The Harford County government built a rain garden to help filter stormwater in the corner of the Mary Risteau District Court building parking lot as a part of the county’s Green Infrastructure Plan. Here are the details provided:
Harford County Builds Environmentally-Friendly Rain Garden in Bel Air
BEL AIR, Md., (May 26, 2020) – A corner of the parking lot at the Mary Risteau District Court building in Bel Air will be blooming with flowers in its new rain garden next spring.
Harford County this spring built the garden – a Green Infrastructure Demonstration project – in the southwest corner of the parking lot to show an environmentally friendly way to remove pollutants from stormwater runoff.
The rain garden is part of the county’s first Green Infrastructure Plan created by the administration of County Executive Barry Glassman and was done in partnership with the Town of Bel Air, Bel Air Farmers’ Market and Harford County Master Gardeners as well as local businesses, Kollar Nurseries, Scott Thompson Landscaping and Ecotone.
Stormwater from impervious surfaces will flow into the garden, which can remove up to 90 percent of nutrients and chemicals and up to 80 percent of sediment. Unlike a conventional lawn, rain gardens allow 30 percent more water to soak into the ground.
Six to nine feet deeper than a typical garden, it is filled with a mixture of soil, sand and compost that filters the runoff. Plants absorb nutrients such as nitrogen and phosphorus and soils retain tiny particles of metal, keeping them all from getting into the drainage system.
The project also creates a natural, aesthetically appealing garden filled with colorful plants and flowers that provide food and habitat for birds, butterflies and other pollinators.
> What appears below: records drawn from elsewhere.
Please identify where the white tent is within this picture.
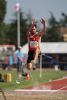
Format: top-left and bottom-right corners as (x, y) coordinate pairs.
(22, 42), (67, 54)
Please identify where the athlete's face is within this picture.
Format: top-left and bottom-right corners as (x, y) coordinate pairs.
(31, 26), (37, 34)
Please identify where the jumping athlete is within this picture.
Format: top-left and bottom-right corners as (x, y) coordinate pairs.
(27, 18), (46, 69)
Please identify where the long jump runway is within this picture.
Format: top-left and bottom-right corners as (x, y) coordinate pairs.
(15, 77), (67, 92)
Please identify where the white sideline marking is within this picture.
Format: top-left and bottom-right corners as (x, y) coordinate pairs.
(15, 89), (57, 92)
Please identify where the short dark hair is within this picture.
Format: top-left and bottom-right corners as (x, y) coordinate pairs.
(32, 24), (37, 28)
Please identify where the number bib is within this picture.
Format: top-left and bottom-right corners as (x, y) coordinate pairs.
(30, 41), (38, 48)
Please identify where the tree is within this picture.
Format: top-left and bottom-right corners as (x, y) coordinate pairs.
(7, 10), (28, 46)
(0, 0), (6, 24)
(59, 12), (67, 27)
(0, 0), (6, 44)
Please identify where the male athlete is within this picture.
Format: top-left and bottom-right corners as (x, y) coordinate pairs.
(27, 18), (46, 69)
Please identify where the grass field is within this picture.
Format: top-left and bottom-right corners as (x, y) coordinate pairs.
(0, 69), (67, 91)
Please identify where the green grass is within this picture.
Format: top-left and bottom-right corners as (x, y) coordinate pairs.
(0, 69), (67, 90)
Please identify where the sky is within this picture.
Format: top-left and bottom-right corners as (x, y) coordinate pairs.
(5, 0), (67, 25)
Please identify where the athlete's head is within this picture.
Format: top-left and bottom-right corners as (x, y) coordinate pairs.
(31, 24), (37, 34)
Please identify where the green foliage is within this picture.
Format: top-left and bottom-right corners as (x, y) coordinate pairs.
(43, 13), (63, 42)
(7, 12), (28, 45)
(0, 69), (67, 91)
(0, 0), (6, 44)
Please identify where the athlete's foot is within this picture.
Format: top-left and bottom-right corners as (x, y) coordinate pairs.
(25, 73), (30, 80)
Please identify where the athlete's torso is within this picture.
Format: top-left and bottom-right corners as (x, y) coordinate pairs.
(28, 32), (41, 50)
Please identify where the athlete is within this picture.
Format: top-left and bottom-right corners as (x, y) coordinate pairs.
(27, 18), (46, 69)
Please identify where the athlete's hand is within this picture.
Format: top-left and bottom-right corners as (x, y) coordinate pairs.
(41, 18), (45, 24)
(31, 19), (36, 25)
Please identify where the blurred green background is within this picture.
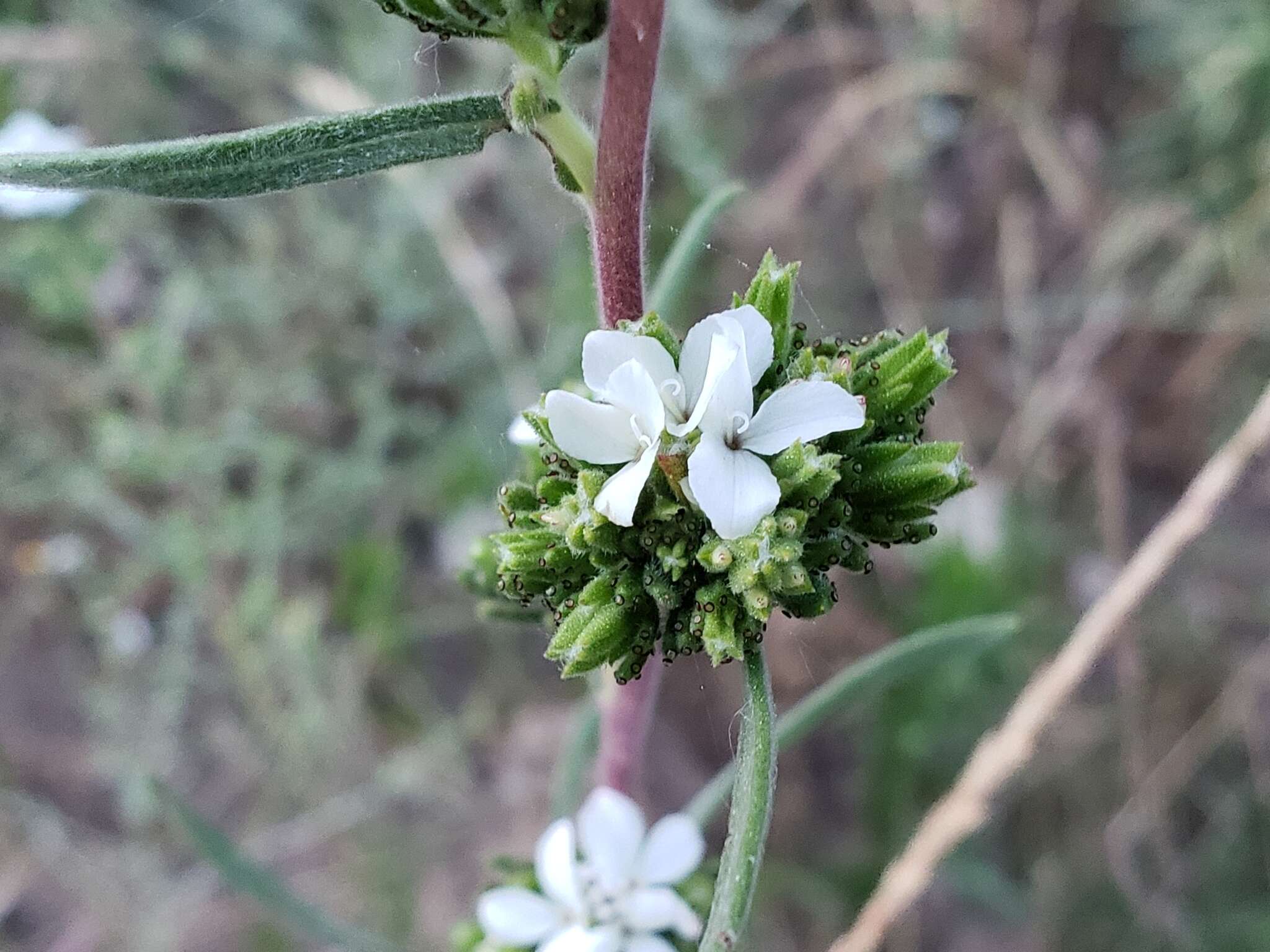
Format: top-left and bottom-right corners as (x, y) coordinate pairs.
(0, 0), (1270, 952)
The garden will be seen by many people, including visitors to the Bel Air Farmers Market, which operates in the parking lot on Saturdays in April through December, and a number of other events.
The garden is filled with colorful flowers showcasing pink, purple and yellow tones including coreopsis, iris, New England aster, liatris spictata, woolgrass, goldenrod and coneflower and native shrubs such as redtwig dogwoods, winterberry holly and dwarf clethra. Next year, once the flowers are more established, they will bloom from spring through fall.
Investments in environmentally friendly stormwater projects increase the resilience of our communities. Besides filtering the stormwater, the garden will slow and cool the runoff before it goes into the drains, reducing risks that come with flash floods, excess pollutants and algae blooms.